Sense & Sensitivity by Harriette Cole


DEAR HARRIETTE: What is the best way to handle it if asked to remove your shoes when entering someone's residence and you are uncomfortable (or unprepared) to bare your feet? This happened to me the other day when I went to a party. Never mind the fact that I had worn some fabulous shoes and they were part of my outfit. I am short, so I always wear heels, and this made me feel even shorter once I took my shoes off. Plus, my feet weren't properly pedicured. I felt so uncomfortable, but I decided to stay anyway. I really didn't want to take my shoes off, though. -- Shoe Freak, Racine, Mich.

DEAR SHOE FREAK: It is understandable that when invited to a party you wouldn't be expected to remove your shoes in order to attend. It is also true that many people have a no-shoes policy in their homes. In those cases, it is kind of the host either to let guests know in advance that they will have to remove their shoes or provide slippers for them to wear. In this way, guests don't have to feel caught off-guard.

When no provisions are arranged and you find yourself in a situation as you did, be a good sport, tuck your shoes away and go for it. Chances are you are not the only one feeling a little awkward, at least at first.

DEAR HARRIETTE: I have three children who are in their 20s. I feel guilty because I never made them become self-sufficient. I spoiled them because I gave them anything and everything their hearts desired as children. Now that they are adults, my children are malfunctioning in society.

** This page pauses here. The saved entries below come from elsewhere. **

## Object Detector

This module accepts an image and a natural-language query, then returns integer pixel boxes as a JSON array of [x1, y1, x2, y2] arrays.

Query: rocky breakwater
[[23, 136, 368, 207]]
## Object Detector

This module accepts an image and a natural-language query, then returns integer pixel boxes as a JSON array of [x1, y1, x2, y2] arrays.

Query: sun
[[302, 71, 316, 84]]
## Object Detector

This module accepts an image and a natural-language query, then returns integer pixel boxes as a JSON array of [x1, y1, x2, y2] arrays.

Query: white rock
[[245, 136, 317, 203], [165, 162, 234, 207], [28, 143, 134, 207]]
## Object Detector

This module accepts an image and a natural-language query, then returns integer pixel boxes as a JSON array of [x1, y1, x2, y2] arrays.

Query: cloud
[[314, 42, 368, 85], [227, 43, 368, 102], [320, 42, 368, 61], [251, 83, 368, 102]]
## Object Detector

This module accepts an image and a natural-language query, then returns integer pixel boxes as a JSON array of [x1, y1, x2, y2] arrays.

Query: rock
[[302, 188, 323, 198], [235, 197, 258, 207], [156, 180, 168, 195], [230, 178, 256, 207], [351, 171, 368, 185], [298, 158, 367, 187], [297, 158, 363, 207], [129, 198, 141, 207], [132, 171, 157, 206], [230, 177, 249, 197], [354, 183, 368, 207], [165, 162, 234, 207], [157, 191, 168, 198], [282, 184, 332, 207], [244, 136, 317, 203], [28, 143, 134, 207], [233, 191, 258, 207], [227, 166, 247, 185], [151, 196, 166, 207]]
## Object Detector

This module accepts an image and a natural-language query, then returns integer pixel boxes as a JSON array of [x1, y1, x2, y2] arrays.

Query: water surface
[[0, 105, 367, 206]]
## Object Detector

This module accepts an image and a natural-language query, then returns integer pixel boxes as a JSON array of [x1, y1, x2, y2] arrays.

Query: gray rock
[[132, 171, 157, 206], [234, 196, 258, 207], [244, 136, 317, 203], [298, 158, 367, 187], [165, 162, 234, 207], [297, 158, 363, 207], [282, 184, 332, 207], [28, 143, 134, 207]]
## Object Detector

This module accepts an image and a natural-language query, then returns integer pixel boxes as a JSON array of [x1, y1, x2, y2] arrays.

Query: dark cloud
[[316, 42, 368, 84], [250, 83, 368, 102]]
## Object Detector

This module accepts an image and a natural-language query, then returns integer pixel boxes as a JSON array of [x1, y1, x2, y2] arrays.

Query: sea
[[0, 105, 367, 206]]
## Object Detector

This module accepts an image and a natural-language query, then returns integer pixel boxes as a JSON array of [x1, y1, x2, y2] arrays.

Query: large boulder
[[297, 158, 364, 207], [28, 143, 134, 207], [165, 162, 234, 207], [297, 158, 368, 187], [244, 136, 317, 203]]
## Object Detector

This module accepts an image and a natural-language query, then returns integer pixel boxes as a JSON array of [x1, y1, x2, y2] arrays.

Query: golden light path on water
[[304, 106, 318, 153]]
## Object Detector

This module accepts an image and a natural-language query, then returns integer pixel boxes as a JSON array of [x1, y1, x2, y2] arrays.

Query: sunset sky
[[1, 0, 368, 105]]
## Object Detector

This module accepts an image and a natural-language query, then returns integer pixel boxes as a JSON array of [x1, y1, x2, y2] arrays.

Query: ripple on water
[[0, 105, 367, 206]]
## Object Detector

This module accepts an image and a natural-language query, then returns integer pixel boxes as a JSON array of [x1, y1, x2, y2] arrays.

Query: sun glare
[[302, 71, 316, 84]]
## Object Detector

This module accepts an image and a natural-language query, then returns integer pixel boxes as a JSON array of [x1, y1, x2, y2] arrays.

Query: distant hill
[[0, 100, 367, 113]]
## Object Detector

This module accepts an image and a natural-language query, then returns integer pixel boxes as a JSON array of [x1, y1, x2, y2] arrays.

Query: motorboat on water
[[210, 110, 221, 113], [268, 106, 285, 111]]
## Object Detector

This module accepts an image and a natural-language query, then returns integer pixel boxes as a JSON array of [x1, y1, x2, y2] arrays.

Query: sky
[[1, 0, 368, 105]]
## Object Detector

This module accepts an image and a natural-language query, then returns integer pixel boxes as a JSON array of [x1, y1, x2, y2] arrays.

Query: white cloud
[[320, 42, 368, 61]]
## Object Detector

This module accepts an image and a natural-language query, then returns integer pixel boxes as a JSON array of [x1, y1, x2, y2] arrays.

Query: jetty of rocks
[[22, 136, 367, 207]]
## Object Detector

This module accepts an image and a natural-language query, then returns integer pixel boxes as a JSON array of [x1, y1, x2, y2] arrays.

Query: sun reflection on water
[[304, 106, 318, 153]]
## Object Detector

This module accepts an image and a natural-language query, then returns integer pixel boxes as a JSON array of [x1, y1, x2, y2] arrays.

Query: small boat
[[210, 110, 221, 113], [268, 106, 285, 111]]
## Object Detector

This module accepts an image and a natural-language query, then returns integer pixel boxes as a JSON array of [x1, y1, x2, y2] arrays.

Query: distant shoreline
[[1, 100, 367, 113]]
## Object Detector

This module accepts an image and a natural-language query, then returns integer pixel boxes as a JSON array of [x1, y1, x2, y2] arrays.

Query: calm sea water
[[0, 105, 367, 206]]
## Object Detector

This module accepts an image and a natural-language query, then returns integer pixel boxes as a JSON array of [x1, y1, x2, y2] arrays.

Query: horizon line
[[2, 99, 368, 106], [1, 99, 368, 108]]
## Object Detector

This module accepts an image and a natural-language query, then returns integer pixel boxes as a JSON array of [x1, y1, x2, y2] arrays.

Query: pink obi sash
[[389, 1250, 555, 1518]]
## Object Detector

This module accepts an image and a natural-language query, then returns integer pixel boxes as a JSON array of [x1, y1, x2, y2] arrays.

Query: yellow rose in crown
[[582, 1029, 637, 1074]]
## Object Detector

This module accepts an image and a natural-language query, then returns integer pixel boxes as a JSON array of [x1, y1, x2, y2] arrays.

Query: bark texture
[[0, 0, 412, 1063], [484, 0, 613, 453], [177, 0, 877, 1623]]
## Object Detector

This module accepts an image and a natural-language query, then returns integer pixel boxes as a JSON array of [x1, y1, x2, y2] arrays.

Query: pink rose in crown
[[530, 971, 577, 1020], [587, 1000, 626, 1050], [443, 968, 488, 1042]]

How do I reset the boundaries with my children after years of spoiling them? -- Bad Mom, Brooklyn, N.Y.

DEAR BAD MOM: Call a family meeting and admit your mistake. Apologize to your children for not teaching them budgeting, boundaries, limitations, etc. Talk candidly with them about how you showered them with everything they wanted without teaching them that hard work is what allowed you to be able to do that.

From the position of tough love, point out to them where you think you led them astray. Be specific about behaviors that you have observed in them that are not serving them. Offer to enroll them in a money management class. You can also purchase books for them that they can read, such as "The Money Book for the Young, Fabulous and Broke," by Suze Orman, or "Why Didn't They Teach Me This in School: 99 Personal Money Management Principles to Live by," by Carey Siegel.

Finally, don't beat up yourself too much. Many young people flounder in their 20s. This is the time when they begin to "find themselves." You can provide guidance, but know that they have to make their own mistakes and figure out how to fend for themselves. Yes, you can help, but this is their time to accept responsibility for their lives.